The Utah Transit Authority took steps Wednesday that it hopes may bring an early end to special federal monitoring of the agency, which was part of a deal in 2017 to avoid federal prosecution.
The UTA Board voted to restructure a contract with the federally approved monitor — the San Francisco law firm of Coblentz Patch Duffy & Bass — to speed evaluation of some key areas of promised reforms.
It approved a $214,600 contract change that “allows them to complete monitoring of UTA in a shorter timeline so you can go the U.S. Attorney’s Office to at least possibly ask for early termination,” said David Wilkins, an assistant Utah attorney general assigned to provide legal work for UTA.
It also may allow the U.S. attorney to focus on fewer areas if the monitoring continues, Wilkins said. UTA pays for the monitoring.
The deal with prosecutors called for three years of federal monitoring and was supposed to begin quickly by July 3, 2017. However, disagreements over possible monitors and the scope of work led to a long delay, and a contract was finally approved in August 2018.
“UTA began to put in significant structural reforms about a year before the monitorship actually began,” Wilkins said. With that head start, “there have been rather significant improvements across the board.”
The monitor gave a report on its first year of work in August and said that UTA — as recently restructured by the Legislature — has largely erased problems that led to past scandals over high executive pay, extensive international travel, sweetheart deals with developers and a lack of transparency.
But it raised concerns that confusing powers given to the UTA Advisory Council of local government officials could reignite problems. And the report expressed worries that an exodus of in-house attorneys drained the agency of key institutional knowledge and displaced a key reformer at the agency.
“Not that more work can’t be done, but we believe progress has been made,” Rees Morgan with Coblentz Patch Duffy & Bass said at the time. “We were very impressed with the current UTA personnel.... They all seem to care very much about establishing ethical management.”
The report said UTA now bases salaries for executives on surveys of people with similar positions in government, transit and nonprofit agencies — but not businesses. It said that largely eliminates problems that, for example, gave former UTA chief Mike Allegra compensation of $402,187 in 2013, including a $30,000 bonus.
Also, the monitor’s recent report said reforms such as requiring approval in a public meeting for any international travel have nearly eliminated such trips.
In comparison, former UTA CEO John Inglish in 2.5 years ending in 2012 went to Belgium, China, France, Germany, Hong Kong, Italy, Mexico, Spain (twice), Switzerland, Sweden, the United Arab Emirates and 17 U.S. cities. He averaged 1.6 out-of-state trips a month. Others also traveled extensively.

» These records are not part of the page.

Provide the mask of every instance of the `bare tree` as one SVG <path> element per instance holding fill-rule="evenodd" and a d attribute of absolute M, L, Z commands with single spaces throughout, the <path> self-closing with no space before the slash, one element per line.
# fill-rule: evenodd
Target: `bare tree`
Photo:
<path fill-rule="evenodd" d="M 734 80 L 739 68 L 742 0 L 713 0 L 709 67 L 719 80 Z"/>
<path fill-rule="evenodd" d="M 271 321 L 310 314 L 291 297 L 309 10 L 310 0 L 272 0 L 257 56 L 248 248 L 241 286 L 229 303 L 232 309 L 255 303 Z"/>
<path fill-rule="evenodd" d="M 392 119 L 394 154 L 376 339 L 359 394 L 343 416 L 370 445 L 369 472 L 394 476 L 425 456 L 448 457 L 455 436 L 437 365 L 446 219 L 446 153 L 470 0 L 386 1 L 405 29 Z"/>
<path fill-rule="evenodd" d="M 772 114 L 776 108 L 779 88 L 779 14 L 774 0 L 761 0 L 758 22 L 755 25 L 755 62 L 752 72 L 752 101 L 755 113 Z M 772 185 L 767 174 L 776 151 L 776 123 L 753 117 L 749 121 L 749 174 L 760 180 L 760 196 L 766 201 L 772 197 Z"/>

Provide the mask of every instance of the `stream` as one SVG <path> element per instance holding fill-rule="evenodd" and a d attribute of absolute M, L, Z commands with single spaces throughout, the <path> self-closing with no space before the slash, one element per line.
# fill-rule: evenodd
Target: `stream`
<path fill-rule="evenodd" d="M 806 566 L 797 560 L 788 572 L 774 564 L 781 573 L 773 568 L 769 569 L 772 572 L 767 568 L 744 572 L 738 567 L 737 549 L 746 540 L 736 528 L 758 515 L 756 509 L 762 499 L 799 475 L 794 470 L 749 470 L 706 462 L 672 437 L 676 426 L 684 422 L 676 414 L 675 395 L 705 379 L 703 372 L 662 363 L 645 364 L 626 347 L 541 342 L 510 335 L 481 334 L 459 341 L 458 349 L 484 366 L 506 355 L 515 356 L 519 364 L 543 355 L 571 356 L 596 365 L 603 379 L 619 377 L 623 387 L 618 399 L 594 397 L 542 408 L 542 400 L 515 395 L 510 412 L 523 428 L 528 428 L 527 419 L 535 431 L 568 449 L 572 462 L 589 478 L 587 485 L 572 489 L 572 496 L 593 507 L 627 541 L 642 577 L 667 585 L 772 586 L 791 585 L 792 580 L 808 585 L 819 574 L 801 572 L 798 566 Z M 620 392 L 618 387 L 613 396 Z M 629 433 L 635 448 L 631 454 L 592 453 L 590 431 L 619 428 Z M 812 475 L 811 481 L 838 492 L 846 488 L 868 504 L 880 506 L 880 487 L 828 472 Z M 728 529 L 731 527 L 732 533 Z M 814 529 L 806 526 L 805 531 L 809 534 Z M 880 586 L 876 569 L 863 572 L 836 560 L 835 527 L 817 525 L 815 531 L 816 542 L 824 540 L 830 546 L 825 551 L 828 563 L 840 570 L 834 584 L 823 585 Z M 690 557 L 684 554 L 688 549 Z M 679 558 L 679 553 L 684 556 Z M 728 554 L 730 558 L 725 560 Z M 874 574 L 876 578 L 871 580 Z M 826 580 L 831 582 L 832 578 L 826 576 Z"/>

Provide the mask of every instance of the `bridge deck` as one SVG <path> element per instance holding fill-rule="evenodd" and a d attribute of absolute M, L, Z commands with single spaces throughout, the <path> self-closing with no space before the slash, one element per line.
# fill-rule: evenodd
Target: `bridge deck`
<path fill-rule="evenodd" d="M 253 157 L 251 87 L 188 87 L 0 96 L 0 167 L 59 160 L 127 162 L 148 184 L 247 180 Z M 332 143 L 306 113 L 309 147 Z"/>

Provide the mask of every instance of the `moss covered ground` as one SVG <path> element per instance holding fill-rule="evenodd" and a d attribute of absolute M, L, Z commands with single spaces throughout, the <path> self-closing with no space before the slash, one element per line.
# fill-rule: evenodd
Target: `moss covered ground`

The report also noted that UTA last year pulled back many contracts for problematic “transit-oriented developments,” and created a new process with more checks and balances to award contracts and choose projects based on merit instead of whatever officials preferred.
Past problems with such developments included prepaying a developer $10 million to construct a parking garage that he never built, giving what the state found were too-generous contracts to developers who had ties to old board members, and some former board members seeking to invest in projects they had voted to approve.